Whether a family could not afford to take on the financial responsibility of a proper burial, or if all efforts of tracking down relatives were exhausted, the cremains sat in boxes in an evidence room in the Westmoreland County Coroner’s Office.

Coroner Tim Carson was glad that a proper resting place was found for the 53 individuals.

 “I think this is an important function of our duties in the Coroner’s Office, and I appreciate the support of the community in doing this,” Carson said.

Two of the individuals memorialized were veterans. Nolan M. Holliday served in the U.S. Navy during World War II, and Armand M. Bucci served in the U.S. Air Force during the Vietnam War. Members of the American Legion posts throughout Westmoreland County escorted their remains to the National Cemetery of the Alleghenies, where they will receive full military honors.
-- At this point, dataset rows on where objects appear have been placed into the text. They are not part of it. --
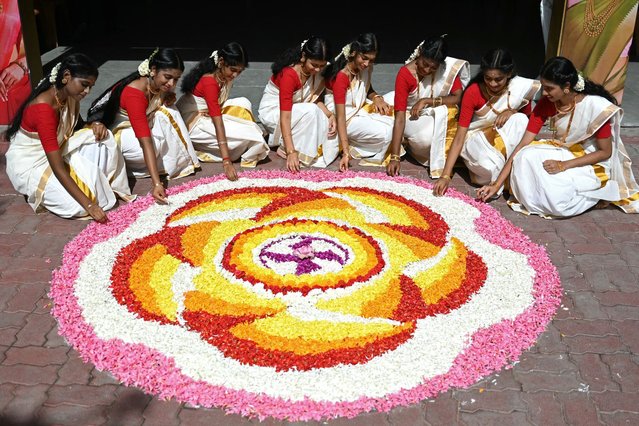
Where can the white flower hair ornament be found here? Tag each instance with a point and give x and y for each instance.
(54, 73)
(581, 83)
(215, 57)
(415, 53)
(143, 68)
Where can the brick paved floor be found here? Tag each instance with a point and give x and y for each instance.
(584, 369)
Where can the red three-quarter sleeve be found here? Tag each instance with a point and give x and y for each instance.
(42, 119)
(209, 89)
(134, 102)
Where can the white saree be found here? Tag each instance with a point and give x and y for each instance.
(429, 137)
(309, 124)
(369, 133)
(486, 148)
(97, 167)
(577, 189)
(174, 151)
(243, 135)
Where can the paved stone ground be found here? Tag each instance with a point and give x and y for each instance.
(584, 369)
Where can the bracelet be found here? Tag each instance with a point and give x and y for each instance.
(25, 70)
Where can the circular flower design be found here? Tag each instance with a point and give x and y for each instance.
(304, 296)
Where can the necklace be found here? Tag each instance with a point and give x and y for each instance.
(594, 24)
(57, 100)
(554, 118)
(151, 89)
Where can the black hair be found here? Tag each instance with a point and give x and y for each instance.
(435, 48)
(560, 71)
(78, 65)
(364, 43)
(313, 48)
(233, 54)
(495, 59)
(105, 107)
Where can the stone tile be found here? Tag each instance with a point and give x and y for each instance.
(442, 410)
(36, 355)
(27, 297)
(35, 331)
(21, 374)
(24, 408)
(408, 416)
(128, 407)
(164, 412)
(623, 370)
(82, 395)
(543, 408)
(579, 409)
(73, 415)
(595, 373)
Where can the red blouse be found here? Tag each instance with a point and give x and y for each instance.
(135, 103)
(546, 109)
(405, 83)
(42, 119)
(474, 100)
(209, 89)
(288, 82)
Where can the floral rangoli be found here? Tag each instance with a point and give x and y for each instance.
(307, 296)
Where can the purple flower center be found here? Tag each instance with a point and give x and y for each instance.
(305, 252)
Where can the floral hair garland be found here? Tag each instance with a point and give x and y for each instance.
(143, 68)
(346, 51)
(581, 83)
(415, 53)
(54, 73)
(216, 58)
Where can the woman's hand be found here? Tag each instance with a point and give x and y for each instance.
(159, 193)
(381, 106)
(393, 167)
(487, 192)
(229, 170)
(99, 131)
(332, 126)
(416, 110)
(96, 212)
(344, 163)
(169, 98)
(554, 166)
(293, 162)
(503, 117)
(441, 186)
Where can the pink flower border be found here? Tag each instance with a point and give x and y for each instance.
(489, 350)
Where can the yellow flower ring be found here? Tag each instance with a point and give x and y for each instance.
(307, 296)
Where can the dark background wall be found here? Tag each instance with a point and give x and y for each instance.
(120, 29)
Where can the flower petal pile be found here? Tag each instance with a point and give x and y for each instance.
(307, 296)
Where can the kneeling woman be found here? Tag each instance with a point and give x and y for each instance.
(493, 118)
(364, 122)
(221, 129)
(292, 109)
(153, 136)
(585, 161)
(57, 163)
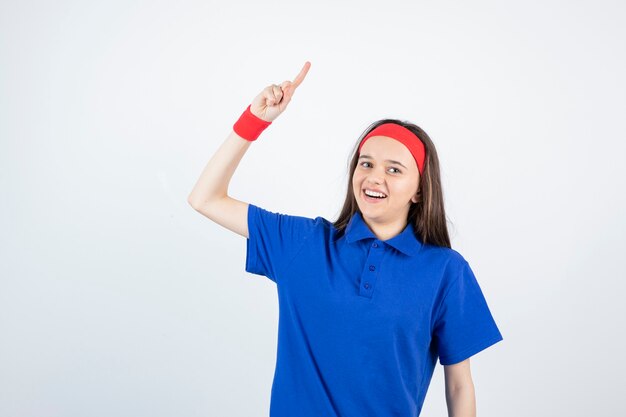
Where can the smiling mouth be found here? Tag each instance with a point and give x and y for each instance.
(369, 199)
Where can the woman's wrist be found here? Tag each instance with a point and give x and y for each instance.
(249, 126)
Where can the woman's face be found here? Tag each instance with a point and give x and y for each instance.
(399, 180)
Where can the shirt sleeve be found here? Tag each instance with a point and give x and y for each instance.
(464, 325)
(274, 239)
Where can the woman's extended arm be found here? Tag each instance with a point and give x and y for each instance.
(460, 397)
(210, 194)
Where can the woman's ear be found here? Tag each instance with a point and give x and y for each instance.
(416, 197)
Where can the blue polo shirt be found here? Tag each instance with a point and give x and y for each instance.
(362, 321)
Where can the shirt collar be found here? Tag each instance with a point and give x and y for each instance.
(406, 241)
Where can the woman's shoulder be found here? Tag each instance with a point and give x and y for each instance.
(449, 256)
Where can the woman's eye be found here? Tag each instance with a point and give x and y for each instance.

Joining Bishop Kulick for the ecumenical memorial service were the Reverend David Ackerman, Conference Minister, Penn West Conference of the United Church of Christ, and the Reverend Nick Poole from Calvary Church in Irwin. Each shared a reflection during the memorial service.

(L-R) The Rev. Nick Poole, Coroner Tim Carson, Bishop Kulick, the Rev. David Ackerman and Chief Deputy Coroner Albert Lonzo.


Bishop Kulick said the service brought together the community, regardless of political ideology, professional backgrounds or faith traditions. Bishop Kulick said the service of commendation, is a reminder to live in a way that is honorable, charitable and merciful. He said the memorial service is a beautiful sign of the unity of humanity rooted in faith.